# Parametrization of straigth line in space

1. Apr 13, 2007

### kasse

How can I parametrize the straigth line C from (2,-1,3) to (4,2,-1)?

In the xy-plane I simply use the eq. y-y(0)=m(x-x(0)) to find the parametrization, but what should I do when we have 3 dimensions?

2. Apr 13, 2007

### Dick

A straight line from A to B can be parametrized by t*B+(1-t)*A where t runs from 0 to 1.

Last edited: Apr 13, 2007
3. Apr 13, 2007

### HallsofIvy

Staff Emeritus
There are two ways to approach this: If x is a linear function of the parameter, t, i.e. x= at+ b, when t= 0, x= 2, when t= 1, x= 4, what are a and b? If y is a linear function of the parametre, t, i.e. y= ct+ d, when t= 0, y= -1, when t= 1, y= 2, what are c and d? If z is a linear function of the parameter, t, i.e. z= et+ f, when t= 0, z= 3, when t= 1, z= -1, what are e and f?

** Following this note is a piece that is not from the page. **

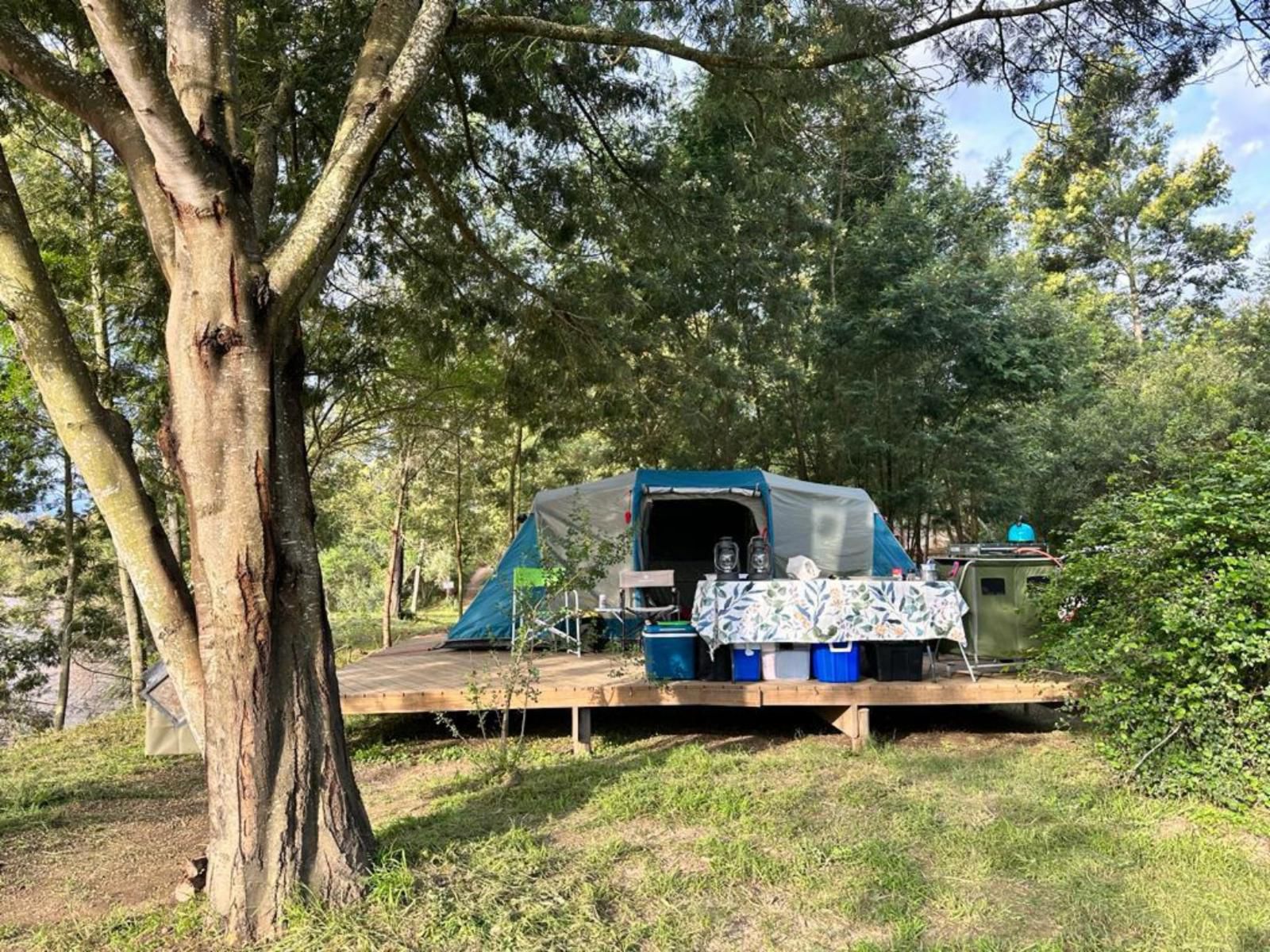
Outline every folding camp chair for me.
[512,566,582,658]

Or,treat it as a vector equation: X(t)= <x(t),y(t),z(t)>= At+ B where A and B are vectors. When t= 0 X(0)= <2, -1, 3>= B. When t= 1, X(1)= <4,2,1>= A+ B and so A= <4, 2, 1>- B= <4,2,1>- <2,-1,3>= <2, 3, -2>: X(t)= <2, 3,-2>t+ <2, -1, 3>= <2t+2,3t-1,-2t+ 3>.

Notice that, in both of these methods, as well as Dicks method take t between 0 and 1. Since there are an infinite number of different parameterizations for a curve, you are free to do that.